Further research is required in this area, particularly investigating associations between dietary patterns and physical function and health-related QoL measures. Physical function should be a particular focus, considering its importance as a predictor of future disability, residential care and mortality [108110]. Further research should also investigate the use of different whole-of-diet assessment methods and how the choice of dietary index or statistical measure may influence the results. Another area for future research that has emerged from this review is the difference in associations between dietary patterns and health outcomes observed between men and women in many of the studies, particularly in mental health and cognitive function outcomes [18, 19, 54]. The underlying reasons for these differences are not clear. It is plausible that response biases in dietary reporting and health outcomes could have contributed to the difference in men and women observed in the included studies.

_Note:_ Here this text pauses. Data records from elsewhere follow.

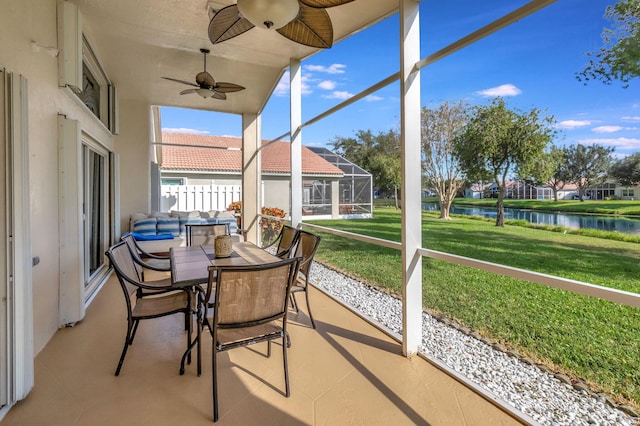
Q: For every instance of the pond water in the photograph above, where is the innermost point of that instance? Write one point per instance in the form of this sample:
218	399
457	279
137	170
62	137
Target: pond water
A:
573	221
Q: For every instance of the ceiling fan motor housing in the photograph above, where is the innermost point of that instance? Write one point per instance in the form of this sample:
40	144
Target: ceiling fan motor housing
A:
269	14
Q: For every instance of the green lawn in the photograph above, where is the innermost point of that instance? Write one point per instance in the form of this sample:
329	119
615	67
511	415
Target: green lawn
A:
593	339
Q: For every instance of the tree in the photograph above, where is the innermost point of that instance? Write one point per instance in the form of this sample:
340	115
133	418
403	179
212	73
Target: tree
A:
627	170
497	140
440	167
379	154
587	165
619	58
559	176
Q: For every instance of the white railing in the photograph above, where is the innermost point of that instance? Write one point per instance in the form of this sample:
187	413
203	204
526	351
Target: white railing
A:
198	197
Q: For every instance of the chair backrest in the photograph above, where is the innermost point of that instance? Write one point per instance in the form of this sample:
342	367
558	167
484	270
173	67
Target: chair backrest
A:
253	294
306	249
135	254
206	234
120	257
287	239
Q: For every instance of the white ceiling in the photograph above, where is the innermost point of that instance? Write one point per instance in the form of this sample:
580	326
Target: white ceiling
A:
140	41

There are also differences in prevalence of reported mental health conditions between men and women, with women more likely to suffer from depression and anxiety [111, 112]. However, there is evidence that depressive symptoms increase at a greater rate over time in older men, and gender differences in severity disappear completely in the years preceding death [113]. Therefore, further investigation of mental health and dietary patterns in older populations over time is warranted.

Conclusion

This systematic review fills a substantial gap in the literature about dietary patterns and successful ageing. The findings demonstrate evidence of an association between a better quality or a healthy diet and better health-related QoL, physical function and mental health in older age. There have been limited studies to date, and more longitudinal studies are needed, particularly in QoL and health status outcomes. Given the promising findings, there is a need for further high-quality research in this area.